UN responsible investing body threatens to kick out laggards

One in 10 of the signatories to a UN-backed responsible investment initiative have been placed on a watchlist for failing to show they are taking their commitment seriously enough, amid wider criticism of the body itself by investors.

The Principles for Responsible Investment will put 185 of its 1,967 signatories on notice in the next fortnight after an annual audit suggested they had not demonstrated a minimum standard of responsible investment activity.

The body did not disclose the identities of those on the list but said it included members of various sizes and across all regions. Just under a fifth of those falling short are asset owners, with most of the rest being asset managers.

“It was pretty representative of the signatory base,” said Fiona Reynolds, chief executive.

Signatories to the PRI, which was established in 2006, commit to six principles designed to embed environmental, social and governance considerations into mainstream investing and hold companies they invest in to account on ESG failures.

They must file an annual report to the organisation detailing their progress. But the PRI has decided to implement a more rigorous set of minimum requirements, including an obligation that at least half a fund manager’s assets be covered by a responsible investing policy and for there to be explicit commitment to the issue by senior managers.

Those on the watchlist, who will be contacted privately, have two years to make improvements or face being delisted and publicly identified.

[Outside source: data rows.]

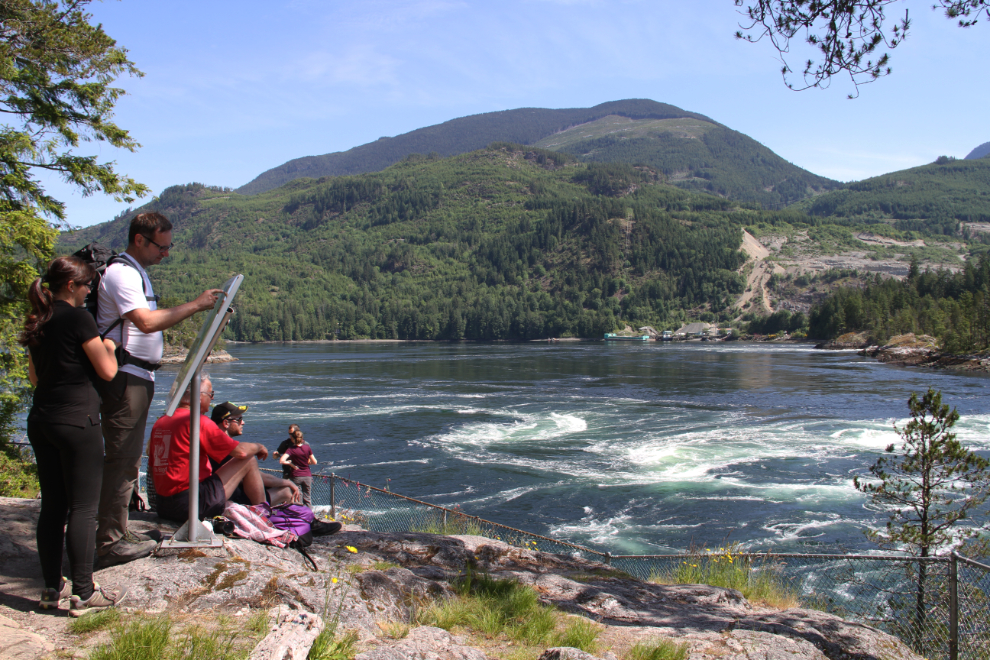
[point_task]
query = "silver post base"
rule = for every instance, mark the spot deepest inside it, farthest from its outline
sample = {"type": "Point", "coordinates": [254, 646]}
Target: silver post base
{"type": "Point", "coordinates": [205, 538]}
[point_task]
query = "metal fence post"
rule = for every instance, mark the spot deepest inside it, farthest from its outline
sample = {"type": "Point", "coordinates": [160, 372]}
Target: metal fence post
{"type": "Point", "coordinates": [953, 607]}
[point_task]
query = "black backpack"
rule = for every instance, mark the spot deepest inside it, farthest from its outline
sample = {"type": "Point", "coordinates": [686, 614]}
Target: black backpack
{"type": "Point", "coordinates": [100, 257]}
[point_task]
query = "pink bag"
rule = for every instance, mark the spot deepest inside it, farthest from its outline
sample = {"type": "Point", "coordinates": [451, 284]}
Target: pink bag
{"type": "Point", "coordinates": [252, 523]}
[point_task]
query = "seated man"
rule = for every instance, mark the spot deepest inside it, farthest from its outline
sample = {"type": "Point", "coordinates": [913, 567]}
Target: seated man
{"type": "Point", "coordinates": [230, 419]}
{"type": "Point", "coordinates": [168, 463]}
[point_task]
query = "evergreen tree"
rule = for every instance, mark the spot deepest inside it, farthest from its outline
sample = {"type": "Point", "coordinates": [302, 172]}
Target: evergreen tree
{"type": "Point", "coordinates": [929, 484]}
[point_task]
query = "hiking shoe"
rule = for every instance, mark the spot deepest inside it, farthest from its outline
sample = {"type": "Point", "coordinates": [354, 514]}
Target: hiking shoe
{"type": "Point", "coordinates": [141, 537]}
{"type": "Point", "coordinates": [50, 598]}
{"type": "Point", "coordinates": [101, 599]}
{"type": "Point", "coordinates": [123, 552]}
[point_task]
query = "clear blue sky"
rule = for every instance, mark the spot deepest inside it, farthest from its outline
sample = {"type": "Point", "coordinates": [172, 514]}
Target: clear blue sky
{"type": "Point", "coordinates": [234, 88]}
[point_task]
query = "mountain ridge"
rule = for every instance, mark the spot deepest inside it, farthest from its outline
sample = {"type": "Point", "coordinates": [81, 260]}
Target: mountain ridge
{"type": "Point", "coordinates": [722, 162]}
{"type": "Point", "coordinates": [980, 152]}
{"type": "Point", "coordinates": [436, 138]}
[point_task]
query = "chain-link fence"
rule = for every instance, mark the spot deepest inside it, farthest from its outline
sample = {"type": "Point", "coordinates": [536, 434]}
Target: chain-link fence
{"type": "Point", "coordinates": [940, 606]}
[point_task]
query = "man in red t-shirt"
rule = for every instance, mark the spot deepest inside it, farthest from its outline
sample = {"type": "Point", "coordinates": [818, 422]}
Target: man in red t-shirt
{"type": "Point", "coordinates": [168, 462]}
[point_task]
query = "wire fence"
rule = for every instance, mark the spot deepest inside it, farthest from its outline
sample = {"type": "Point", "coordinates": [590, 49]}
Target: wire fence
{"type": "Point", "coordinates": [939, 606]}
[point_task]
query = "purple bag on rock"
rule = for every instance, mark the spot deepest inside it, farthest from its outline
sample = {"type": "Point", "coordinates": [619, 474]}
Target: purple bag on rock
{"type": "Point", "coordinates": [295, 518]}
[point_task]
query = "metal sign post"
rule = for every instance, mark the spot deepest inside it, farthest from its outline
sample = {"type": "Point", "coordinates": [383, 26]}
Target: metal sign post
{"type": "Point", "coordinates": [193, 533]}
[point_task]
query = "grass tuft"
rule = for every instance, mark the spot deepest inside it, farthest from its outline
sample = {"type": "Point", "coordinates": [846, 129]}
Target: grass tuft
{"type": "Point", "coordinates": [326, 646]}
{"type": "Point", "coordinates": [143, 639]}
{"type": "Point", "coordinates": [764, 583]}
{"type": "Point", "coordinates": [506, 609]}
{"type": "Point", "coordinates": [580, 633]}
{"type": "Point", "coordinates": [658, 649]}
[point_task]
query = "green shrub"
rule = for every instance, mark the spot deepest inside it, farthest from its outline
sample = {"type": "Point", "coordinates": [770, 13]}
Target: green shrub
{"type": "Point", "coordinates": [658, 649]}
{"type": "Point", "coordinates": [725, 568]}
{"type": "Point", "coordinates": [505, 607]}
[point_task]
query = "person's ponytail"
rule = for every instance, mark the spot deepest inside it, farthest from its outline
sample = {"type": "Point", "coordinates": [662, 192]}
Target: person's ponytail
{"type": "Point", "coordinates": [61, 271]}
{"type": "Point", "coordinates": [42, 305]}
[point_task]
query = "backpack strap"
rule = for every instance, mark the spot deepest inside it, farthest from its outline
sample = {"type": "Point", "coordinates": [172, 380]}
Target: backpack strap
{"type": "Point", "coordinates": [123, 357]}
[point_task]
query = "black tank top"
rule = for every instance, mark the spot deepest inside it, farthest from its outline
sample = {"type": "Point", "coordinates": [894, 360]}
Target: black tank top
{"type": "Point", "coordinates": [66, 392]}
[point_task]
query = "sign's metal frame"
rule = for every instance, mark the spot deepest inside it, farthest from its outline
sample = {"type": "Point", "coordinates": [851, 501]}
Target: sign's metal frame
{"type": "Point", "coordinates": [192, 534]}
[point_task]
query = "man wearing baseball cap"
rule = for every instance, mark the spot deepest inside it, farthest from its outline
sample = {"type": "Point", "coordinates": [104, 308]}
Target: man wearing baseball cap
{"type": "Point", "coordinates": [230, 419]}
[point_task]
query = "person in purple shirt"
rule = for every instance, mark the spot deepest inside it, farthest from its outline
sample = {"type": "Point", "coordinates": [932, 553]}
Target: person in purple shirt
{"type": "Point", "coordinates": [299, 456]}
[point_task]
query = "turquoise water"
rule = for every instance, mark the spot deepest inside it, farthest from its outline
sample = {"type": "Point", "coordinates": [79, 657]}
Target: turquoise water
{"type": "Point", "coordinates": [631, 448]}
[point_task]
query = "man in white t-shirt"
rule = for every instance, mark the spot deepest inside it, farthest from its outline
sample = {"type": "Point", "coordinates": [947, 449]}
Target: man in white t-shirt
{"type": "Point", "coordinates": [128, 309]}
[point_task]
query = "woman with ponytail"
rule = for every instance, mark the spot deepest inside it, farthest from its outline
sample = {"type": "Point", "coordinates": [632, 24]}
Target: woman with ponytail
{"type": "Point", "coordinates": [66, 357]}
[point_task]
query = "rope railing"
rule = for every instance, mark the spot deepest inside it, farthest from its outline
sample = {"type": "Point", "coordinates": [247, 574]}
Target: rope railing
{"type": "Point", "coordinates": [940, 606]}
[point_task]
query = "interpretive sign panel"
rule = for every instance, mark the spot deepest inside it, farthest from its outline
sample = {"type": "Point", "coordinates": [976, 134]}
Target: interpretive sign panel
{"type": "Point", "coordinates": [205, 340]}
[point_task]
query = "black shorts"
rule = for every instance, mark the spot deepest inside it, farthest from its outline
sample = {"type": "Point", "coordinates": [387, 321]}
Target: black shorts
{"type": "Point", "coordinates": [212, 501]}
{"type": "Point", "coordinates": [240, 497]}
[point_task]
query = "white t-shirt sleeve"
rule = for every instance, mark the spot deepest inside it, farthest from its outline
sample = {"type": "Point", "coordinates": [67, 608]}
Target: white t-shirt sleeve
{"type": "Point", "coordinates": [124, 286]}
{"type": "Point", "coordinates": [121, 291]}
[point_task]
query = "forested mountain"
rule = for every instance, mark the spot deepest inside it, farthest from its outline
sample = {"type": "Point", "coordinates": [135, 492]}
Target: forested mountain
{"type": "Point", "coordinates": [695, 155]}
{"type": "Point", "coordinates": [504, 243]}
{"type": "Point", "coordinates": [508, 242]}
{"type": "Point", "coordinates": [981, 151]}
{"type": "Point", "coordinates": [953, 307]}
{"type": "Point", "coordinates": [933, 198]}
{"type": "Point", "coordinates": [458, 136]}
{"type": "Point", "coordinates": [691, 150]}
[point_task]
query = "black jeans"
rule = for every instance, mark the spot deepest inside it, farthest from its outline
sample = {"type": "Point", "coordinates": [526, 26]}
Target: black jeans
{"type": "Point", "coordinates": [70, 471]}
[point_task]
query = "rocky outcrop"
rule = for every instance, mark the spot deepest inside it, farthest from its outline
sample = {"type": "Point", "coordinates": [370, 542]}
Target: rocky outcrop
{"type": "Point", "coordinates": [291, 637]}
{"type": "Point", "coordinates": [425, 643]}
{"type": "Point", "coordinates": [848, 341]}
{"type": "Point", "coordinates": [366, 580]}
{"type": "Point", "coordinates": [923, 351]}
{"type": "Point", "coordinates": [177, 355]}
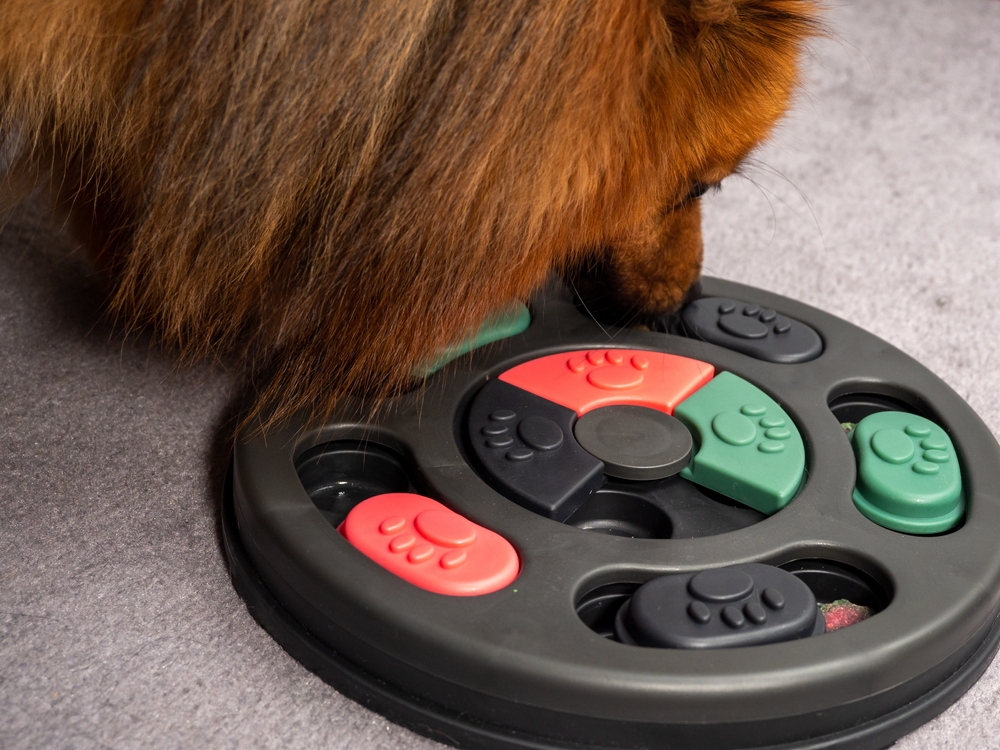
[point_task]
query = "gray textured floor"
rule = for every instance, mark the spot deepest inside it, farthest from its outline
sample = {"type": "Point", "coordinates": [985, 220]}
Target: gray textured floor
{"type": "Point", "coordinates": [879, 200]}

“Two years sounds like a long time but it’s got to be measurable,” said Ms Reynolds, who stressed that the PRI would work with signatories on improvements, and delisting was a final resort.

However, some investors have criticised the PRI, arguing that it needs to be more stringent in its oversight.

“We think it should be more demanding of its membership,” said Andrew Newington, chief operating and investment officer at Actis, the $9bn emerging markets investment group.

“The institution needs to make sure people aren’t gaming it,” said Steve Waygood, chief responsible investment officer at Aviva Investors, who was involved in founding the PRI.

He said it could not be ruled out that some signatories used it as a figleaf rather than having a genuine commitment to ESG investing, but stressed that the organisation was “tough enough for now,” and that excessive ejections would be counterproductive.

One head of responsible investing who did not want to be named went further, saying the PRI had “lost its way a little bit because its tried to cater to so many needs and interests”.

“Everyone’s a signatory now — that’s a good thing, but [also] a bad thing,” the person said. The PRI is hardening its stance partly at the behest of its signatories following a consultation in which the majority of respondents indicated they were in favour of a tougher approach.

Ms Reynolds said the PRI recognised it was time to place signatories under greater scrutiny. “I do not think we have lost our way,” she said, stressing that membership grew at its fastest rate last year. She conceded that a minority of signatories might regard the PRI as a figleaf. “That’s why we need to tighten up our requirements.”

Delistings occur each year for reasons including companies being acquired by entities who are themselves also signatories, although mostly because they fail to report in the annual PRI audit. In the year to March 2017, 79 companies were delisted, and 103 in the same period a year earlier.